Но прежде, нежели приступлю к дальнейшему описанию житья-бытья горемычной моей героини, не мешает короче ознакомить читателя с новой ее роднею. Это будет недолго; она состоит всего-навсего из четырех главных лиц: Дарьи, Василисы, старухи, жены Силантия, и Григория. Первые две уже некоторым образом известны читателю из первой главы; прибавить нечего, разве то, что они считались еще с самых незапамятных времен ехиднейшими девками околотка.
Мать Григория была не менее их несносна, в другом только отношении. Брюзгливая, хворая, она никому не давала покоя своими жалобами, слезами и беспрестанным хныканьем; старуха вечно представляла из себя какую-то несчастную, обиженную и не переставала плакаться на судьбу свою, хотя не имела к тому никакого повода. Она постоянно проводила время лежа на печке; изменяла своему положению, залезая иногда в самую печку, когда уж невмочь подступало к пояснице. В этом да в оханье состояла вся деятельность ее жизни. «Хоть бы прибрал ее господь… ну ее… всем тягость только; провались она совсем…» – говаривали частенько тетки; но господь, видно, их не слушал: старуха жила, наполняя по-прежнему дом жалобами и канюченьем.
Силантия незачем присчитывать к семье; подобно большей части крестьян Ивана Гавриловича, он работал по оброку и являлся домой из Озерок, деревни в тридцати верстах от Кузьминского, не иначе как только в большие праздники или же в дни торжественные, как то: свадьбы, мирские сходки, крестины и тому подобное. Остается, значит, сказать несколько слов о его сыне.

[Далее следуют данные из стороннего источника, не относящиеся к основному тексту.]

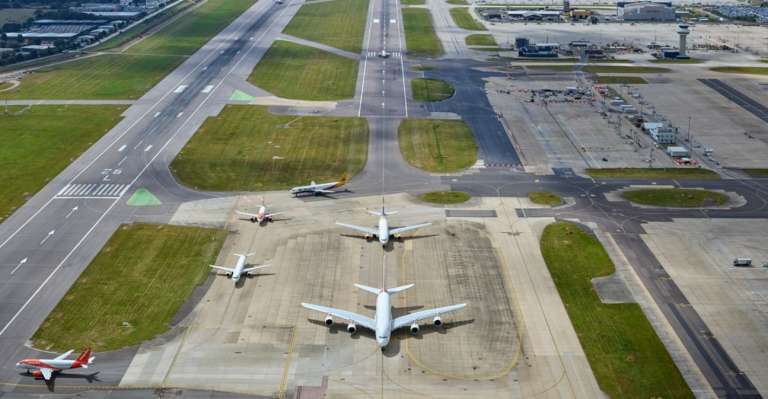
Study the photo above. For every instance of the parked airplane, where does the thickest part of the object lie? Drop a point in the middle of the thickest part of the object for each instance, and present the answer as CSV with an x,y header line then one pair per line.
x,y
46,367
383,232
259,217
382,323
319,188
239,268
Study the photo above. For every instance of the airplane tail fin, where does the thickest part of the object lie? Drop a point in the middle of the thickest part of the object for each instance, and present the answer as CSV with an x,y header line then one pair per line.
x,y
84,357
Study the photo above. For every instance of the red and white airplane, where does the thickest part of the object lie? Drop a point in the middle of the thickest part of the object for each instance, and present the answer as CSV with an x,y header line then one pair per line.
x,y
46,367
262,215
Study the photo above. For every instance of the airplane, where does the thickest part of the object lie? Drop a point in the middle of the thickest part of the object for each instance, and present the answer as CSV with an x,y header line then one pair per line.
x,y
383,232
239,268
259,217
46,367
317,189
382,323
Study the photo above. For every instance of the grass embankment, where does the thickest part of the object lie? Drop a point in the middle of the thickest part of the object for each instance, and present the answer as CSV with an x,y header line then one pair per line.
x,y
445,197
649,173
545,198
190,32
624,352
742,70
295,71
427,90
141,276
673,197
420,37
339,23
437,145
38,144
480,40
636,80
247,148
464,20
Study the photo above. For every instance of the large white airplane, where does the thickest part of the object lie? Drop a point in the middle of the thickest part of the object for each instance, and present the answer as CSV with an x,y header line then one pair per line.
x,y
46,367
383,233
319,188
239,268
382,323
262,215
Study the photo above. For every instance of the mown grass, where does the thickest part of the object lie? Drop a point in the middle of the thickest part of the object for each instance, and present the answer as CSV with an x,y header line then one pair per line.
x,y
480,40
142,276
464,20
103,77
38,144
437,145
237,150
339,23
621,80
545,198
187,34
420,34
742,70
295,71
649,173
445,197
673,197
626,356
427,90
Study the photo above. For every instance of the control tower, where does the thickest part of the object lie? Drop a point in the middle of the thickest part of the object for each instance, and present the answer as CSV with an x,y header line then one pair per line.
x,y
683,32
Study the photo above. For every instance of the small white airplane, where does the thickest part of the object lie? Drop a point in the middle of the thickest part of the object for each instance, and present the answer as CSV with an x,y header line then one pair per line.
x,y
239,269
382,323
262,215
46,367
317,189
383,233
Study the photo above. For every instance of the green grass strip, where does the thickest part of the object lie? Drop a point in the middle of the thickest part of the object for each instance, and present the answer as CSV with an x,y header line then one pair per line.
x,y
625,354
142,276
246,147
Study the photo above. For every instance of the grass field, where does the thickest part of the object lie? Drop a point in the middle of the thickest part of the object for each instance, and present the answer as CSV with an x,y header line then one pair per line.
x,y
545,198
437,145
742,70
38,144
480,40
445,197
190,32
624,352
105,77
621,80
295,71
676,61
673,197
141,276
649,173
420,35
464,20
339,23
236,151
427,90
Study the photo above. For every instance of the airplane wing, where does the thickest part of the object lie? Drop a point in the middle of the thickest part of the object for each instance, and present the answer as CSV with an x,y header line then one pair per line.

Григорий принадлежал сполна к числу тех молодцов, которых в простонародье именуют «забубёнными головушками». Статься может, он не удостоился бы такого прозвища, если б судьбе угодно было наделить Силантия не одним детищем, а целою дюжиною.
Сызмала еще во всем давали ему потачку. Залезал ли Гришка в соседний огород, травил ли кошек, топил ли собак (утехи, к которым с первых лет обнаруживал он большую склонность) – все сходило ему с рук, как с гуся вода. «Что с него взять? – говорил Силантий. – Малехонек еще, ничего не смыслит; побалуется, побалуется, да и перестанет…» Если случалось соседу поймать парнишку в какой-нибудь проказе и постегать его, Силантий тотчас же заводил с соседом ссору, брань, часто оканчивавшуюся дракой, не помышляя даже о том, происходило ли то в глазах озорника сына. «Скинь-ка шапку да постучи-ка себя в голову-то, не пуста ль она, – твердили Силантию, – что ты его добру-то не наставишь?.. Пес ли в нем будет, коли таким вырастет». – «А тебе что? – отвечал обыкновенно кузнец. – Знай своих; про то мое дело ведать, будет ли в нем прок; небось, не хуже твоих выйдет». Шаловливость молодого парня могла бы, конечно, пройти с летами и не возбудить в нем более дурных наклонностей, если б к зрелому возрасту не доконала его окончательно фабричная жизнь. В больших деревнях и селах Средней России, наделенной, как известно, не слишком-то плодородною почвою, мужики искони занимаются ткачеством. Занятие это дает им возможность заменять иногда с лихвою недоимки хлеба и частые неурожаи.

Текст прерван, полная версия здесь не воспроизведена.